Блу ответила, что то сомнительное восхищение, которое вызывал в нем ее брат, никогда не было взаимным. Механика сердца Глюка заржавела на много лет раньше. В ней осталась одна пружина, и это было вовсе не чувство дружбы. И не сыновняя преданность. И даже не любовь. Нет, Глюк питал к Сиду всего лишь смутную доброжелательность, которую при первой же оказии сдал. Он его использовал. Он использовал все и всех, но сам служил одной-единственной цели.
— Какой? — спросил Сид.
— Мне, — ответила Блу.
И тут глазам Сида явилось чудо: слеза в глазу Блу Смит. Он попросил ее рассказать еще, — она отказалась. Она хочет, чтобы он просто оставил эту тему. В комнате установилась тишина — но отнюдь не мир. Сид огляделся: пустые бутылки, измятая одежда на полу. Застывшая в категорическом отказе Блу. Влажные простыни сползли с кровати, открылся пестревший разводами матрас. Беззвучный экран с рекламой про усыновление детей «под ключ». Сид встал и распахнул окна. Он подставил лицо горячему ветру. На востоке пожар утих, теперь оттуда шла только волна жара и черный дым, уходящий завитками в небо. Ветер, должно быть, дул с той стороны: Сид чувствовал запах гари. Было четыре часа утра, галогенные фонари прикручены до состояния маячков, а экраны приостановили вещание.
Только краски «Светлого мира» резко выделялись в ночи.

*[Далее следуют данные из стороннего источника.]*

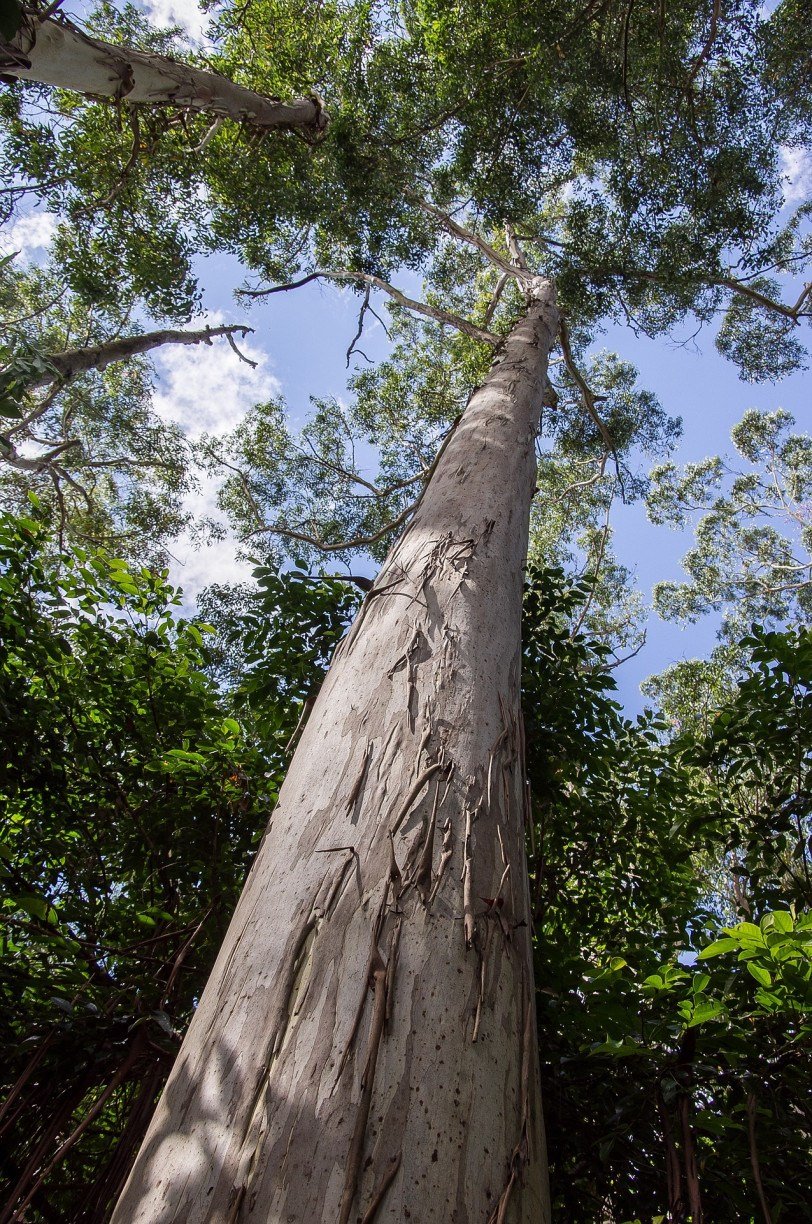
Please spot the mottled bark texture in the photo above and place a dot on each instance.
(59, 53)
(365, 1049)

Сид выплеснул содержимое стакана в окно. Направился в ванную, проигнорировав Блу и ее соблазнительную позу. Наполнил стакан водой из-под крана и бросил три таблетки аспирина. Добавил кортизоны и легальные амфетамины. С непривычки простая вода показалась на вкус странной. Избегая смотреть на собственное отражение, он влез под душ. Простоял пять минут под ледяной струей, пока мысли не прочистило. Когда он вышел, то смог наконец взглянуть на себя в зеркало. Книгу спалили, и разгадка смерти Глюка обратилась в пепел. Но книга еще не все. Не можешь узнать почему — хотя бы он узнай как.

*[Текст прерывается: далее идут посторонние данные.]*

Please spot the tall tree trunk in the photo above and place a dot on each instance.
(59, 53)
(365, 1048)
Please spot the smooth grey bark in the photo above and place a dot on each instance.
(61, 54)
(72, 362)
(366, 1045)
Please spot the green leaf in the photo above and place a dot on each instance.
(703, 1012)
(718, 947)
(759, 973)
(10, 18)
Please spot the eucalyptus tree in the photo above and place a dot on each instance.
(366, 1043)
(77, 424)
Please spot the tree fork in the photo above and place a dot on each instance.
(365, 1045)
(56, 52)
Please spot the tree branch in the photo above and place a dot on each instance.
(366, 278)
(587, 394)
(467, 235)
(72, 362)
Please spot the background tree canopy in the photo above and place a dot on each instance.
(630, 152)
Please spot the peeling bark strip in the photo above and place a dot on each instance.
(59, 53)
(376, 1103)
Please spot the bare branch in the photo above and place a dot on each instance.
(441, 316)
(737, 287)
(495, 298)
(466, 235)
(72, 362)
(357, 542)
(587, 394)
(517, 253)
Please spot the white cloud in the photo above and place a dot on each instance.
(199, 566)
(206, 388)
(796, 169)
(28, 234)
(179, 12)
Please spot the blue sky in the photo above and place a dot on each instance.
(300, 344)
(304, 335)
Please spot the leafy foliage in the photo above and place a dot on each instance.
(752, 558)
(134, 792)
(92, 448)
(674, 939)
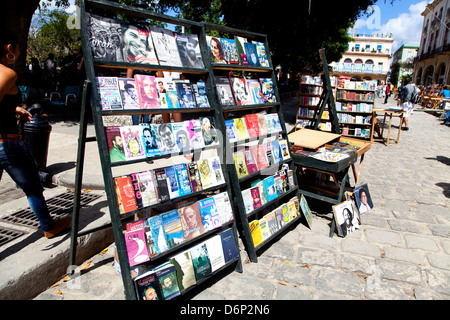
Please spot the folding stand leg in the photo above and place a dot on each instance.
(342, 184)
(79, 172)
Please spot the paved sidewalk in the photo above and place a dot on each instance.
(401, 251)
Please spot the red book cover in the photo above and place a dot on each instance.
(250, 161)
(260, 156)
(125, 194)
(251, 120)
(136, 247)
(147, 92)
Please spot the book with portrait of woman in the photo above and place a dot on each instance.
(189, 50)
(241, 91)
(166, 47)
(128, 93)
(137, 44)
(252, 54)
(105, 38)
(346, 218)
(230, 51)
(167, 93)
(147, 91)
(132, 142)
(215, 48)
(363, 198)
(224, 91)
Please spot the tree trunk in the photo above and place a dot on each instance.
(16, 16)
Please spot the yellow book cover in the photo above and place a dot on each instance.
(239, 162)
(255, 232)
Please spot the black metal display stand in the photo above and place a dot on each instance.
(339, 171)
(91, 98)
(326, 99)
(234, 111)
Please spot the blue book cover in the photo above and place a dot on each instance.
(149, 140)
(269, 186)
(158, 234)
(172, 183)
(184, 187)
(231, 130)
(228, 245)
(252, 54)
(276, 152)
(172, 228)
(210, 216)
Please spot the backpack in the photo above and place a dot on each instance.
(415, 96)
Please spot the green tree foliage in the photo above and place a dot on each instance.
(49, 34)
(296, 30)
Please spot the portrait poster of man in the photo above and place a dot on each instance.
(137, 45)
(166, 47)
(362, 198)
(147, 92)
(189, 49)
(346, 217)
(105, 38)
(191, 221)
(128, 93)
(166, 140)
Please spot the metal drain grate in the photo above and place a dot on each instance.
(57, 206)
(7, 235)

Пришло время снова пуститься в погоню.
Все было написано черным по белому на экране телефона.
И уже двое суток висело между Инфокриминалом и его почтовым ящиком. А еще дольше — в подводной части его мозга, все это время крутившегося вхолостую из-за предвзятого подхода.
Он чувствовал. Он знал.
Кретин. Слепец. Трус.
Он отвергал не просто подозрение. Он отвергал очевидность. Выбирая между жизнью и истиной, он выбрал истину. Он предпочел поставить жизнь под удар, но рыть дальше ход неизвестно к чему, на пути с ложными указателями, со стрелками прямиком в смерть.
Выбирая между истиной и Глюком, он выбрал Глюка.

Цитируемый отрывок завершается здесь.